What the Cruz users are attempting, in other words, is to gin up votes for Cruz without generating so much enthusiasm for the man that his supporters would object to dumping him at the convention. Calibrating just enough support for Cruz to deny Trump his majority without also creating a mandate for Cruz is a balance Republicans will have trouble maintaining.
2. Denying Cruz the nomination will require concerted action by delegates at the Republican convention. But Cruz is scooping up those delegates almost uncontested. The delegates to the convention are being selected at a series of state and local party meetings, held after the general voting, that are being dominated by Cruz’s activist network. As Nate Silver points out, “considering that relatively few states have completed their convention process, it’s remarkable how many examples you can find of Cruz cleaning Trump’s clock: for example, in Arizona, Georgia, Louisiana, South Carolina and South Dakota.”

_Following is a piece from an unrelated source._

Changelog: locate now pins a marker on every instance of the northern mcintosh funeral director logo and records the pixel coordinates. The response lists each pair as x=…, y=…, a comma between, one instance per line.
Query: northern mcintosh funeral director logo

Those delegates will mostly be bound on the first ballot to support a candidate dictated by their state’s voters, but on subsequent ballots they can vote their conscience, and their conscience is going to lie with Cruz. Here is a way to think about how this process is working. There are three candidates for the nomination: Trump, Cruz, and an as-yet-unnamed Establishment pick. Trump is too disorganized to work the follow-up conventions that are selecting the delegates. (He hasn’t even managed to register his own adult children to vote in New York.) The Establishment candidate can’t organize these races, either, because he doesn’t exist yet. Therefore Cruz is running a virtually unopposed campaign to pick the people who will fill Quicken Loans Arena. If Cruz keeps cleaning up at delegate selection, then he’ll stand not only to win an open convention but win it overwhelmingly.
3. The anti-Cruzers are being forced out into the open. Organizing a plan to stop Trump, then stop Cruz, then rally around an Establishment candidate is hard to do under any circumstances. It’s impossible to do in secret. As names of the candidates leak out, they face questions from the media along with blistering hostility from supporters of both Trump and Cruz. Paul Ryan — the Establishment’s first-round draft pick — was forced to hold a press conference to disavow any intention of getting the nomination in Cleveland. Any alternative Establishment candidate will face the same pressure.
The Republican Establishment is trying to pull off a wildly complex scheme in an election when it has failed at even basic party functions. Republican elites may want to seize the nomination from Trump and Cruz, and candidates like Ryan (or Mitt Romney, or somebody else) may covet the nomination. But at this point the task looks fantastical.